The critical importance of brain-derived neurotrophic factor (BDNF) signaling in many brain functions — including cognition, learning, and memory is undisputed; hence it is perhaps not surprising that BDNF signaling is disrupted in many neuropsychiatric and neurodevelopmental disorders.

Regulation of brain-derived neurotrophic factor (BDNF) gene expression in discrete neuronal ensembles controls its functional impact in brain circuits that control behavior.

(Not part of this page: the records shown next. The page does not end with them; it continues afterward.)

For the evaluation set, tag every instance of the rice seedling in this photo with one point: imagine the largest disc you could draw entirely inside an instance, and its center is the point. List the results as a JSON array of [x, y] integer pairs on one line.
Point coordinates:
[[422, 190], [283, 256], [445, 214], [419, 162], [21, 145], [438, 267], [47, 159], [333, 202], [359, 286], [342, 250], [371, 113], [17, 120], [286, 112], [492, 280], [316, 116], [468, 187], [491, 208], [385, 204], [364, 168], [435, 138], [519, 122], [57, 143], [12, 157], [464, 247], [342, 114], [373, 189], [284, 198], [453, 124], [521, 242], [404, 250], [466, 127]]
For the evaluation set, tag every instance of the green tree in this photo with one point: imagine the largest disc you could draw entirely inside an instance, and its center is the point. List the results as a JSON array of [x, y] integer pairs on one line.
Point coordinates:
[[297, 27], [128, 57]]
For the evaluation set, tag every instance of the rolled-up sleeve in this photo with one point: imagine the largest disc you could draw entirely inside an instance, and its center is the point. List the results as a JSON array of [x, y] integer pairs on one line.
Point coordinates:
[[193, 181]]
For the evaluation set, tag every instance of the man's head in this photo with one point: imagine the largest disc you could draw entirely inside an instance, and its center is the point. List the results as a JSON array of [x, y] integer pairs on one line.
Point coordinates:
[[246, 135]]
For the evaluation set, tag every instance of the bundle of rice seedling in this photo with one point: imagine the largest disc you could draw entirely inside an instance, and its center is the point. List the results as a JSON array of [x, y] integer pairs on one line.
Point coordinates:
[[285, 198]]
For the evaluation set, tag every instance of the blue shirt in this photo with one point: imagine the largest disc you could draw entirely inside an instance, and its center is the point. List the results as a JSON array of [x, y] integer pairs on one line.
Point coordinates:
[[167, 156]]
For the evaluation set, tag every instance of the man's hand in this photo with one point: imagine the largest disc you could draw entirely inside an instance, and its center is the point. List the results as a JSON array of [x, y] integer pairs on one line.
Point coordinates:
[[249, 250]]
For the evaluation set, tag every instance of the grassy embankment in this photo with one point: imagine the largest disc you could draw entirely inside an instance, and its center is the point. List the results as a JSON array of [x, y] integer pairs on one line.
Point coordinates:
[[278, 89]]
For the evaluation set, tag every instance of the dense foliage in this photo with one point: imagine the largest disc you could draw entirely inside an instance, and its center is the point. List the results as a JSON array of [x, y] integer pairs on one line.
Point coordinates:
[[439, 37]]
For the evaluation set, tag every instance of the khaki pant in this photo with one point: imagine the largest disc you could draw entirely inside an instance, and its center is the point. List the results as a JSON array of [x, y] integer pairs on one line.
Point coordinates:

Stimulating BDNF production is proposed as a potential therapeutic strategy for a number of disorders, but since BDNF and its cognate receptor TrkB are widely expressed in multiple cell types and brain regions, global stimulation strategies suffer from a lack of specificity. The BDNF gene has nine 5’ untranslated region (UTR) exons, each containing a unique promoter. These promoters drive transcription of BDNF variants that contain different regulatory sequences, but encode a similar protein. Isoforms show distinct expression patterns suggesting localization in discrete circuits. Since they produce a similar protein, individual transcripts may serve similar molecular roles, but be activated in cell populations that are dedicated to distinct brain functions. This has led to the hypothesis that BDNF isoforms may have discrete, rather than redundant, roles in brain function. This BDNF transcriptional “code” would provide tight temporal and spatial control of BDNF signaling and downstream plasticity in discrete subpopulations of neurons, allowing a single cell-signaling pathway to mediate a myriad of functions. If distinct transcripts are expressed in circuits that control specific brain functions, those transcripts may represent more selective therapeutic targets.

Using mice in which we selectively disrupted BDNF expression from individual promoters, we demonstrated that “BDNF-related phenotypes” (e.g. aggression; obesity; fear extinction; reversal learning; and stress/depression susceptibility) segregate with loss of expression from distinct promoters. Our current approach uses mouse genetics in combination with molecular, cellular and systems-level techniques to define the specific role of BDNF splice variants in discrete microcircuits that control circuit activity and behavior. By quantifying expression of individual BDNF transcripts at the single cell level, we discovered that transcript-specific activation of BDNF expression occurs in discrete neuronal ensembles. To follow up on this finding, we are utilizing novel genetic tools that allow us to functionally identify and access these cells following stimulus exposure. Using these tools, we are functionally manipulating these specific neuronal ensembles to understand their contribution to in vivo brain function and behaviors that are relevant for neuropsychiatric and neurodevelopmental disorders.

Furthering our understanding of the complex regulation of BDNF at the molecular level, we identified a series of novel, evolutionarily conserved natural antisense transcripts in the BDNF locus. Our data show that expression of these antisense transcripts is highly responsive to neural activity, but have distinct activity-dependent kinetics compared with their sense BDNF counterparts. Current efforts are directed at understanding how neural activity regulates transcription of these non-coding RNAs as well as how they control expression of individual sense BDNF isoforms to contribute to the overall BDNF transcriptional “code” that controls brain function and behavior.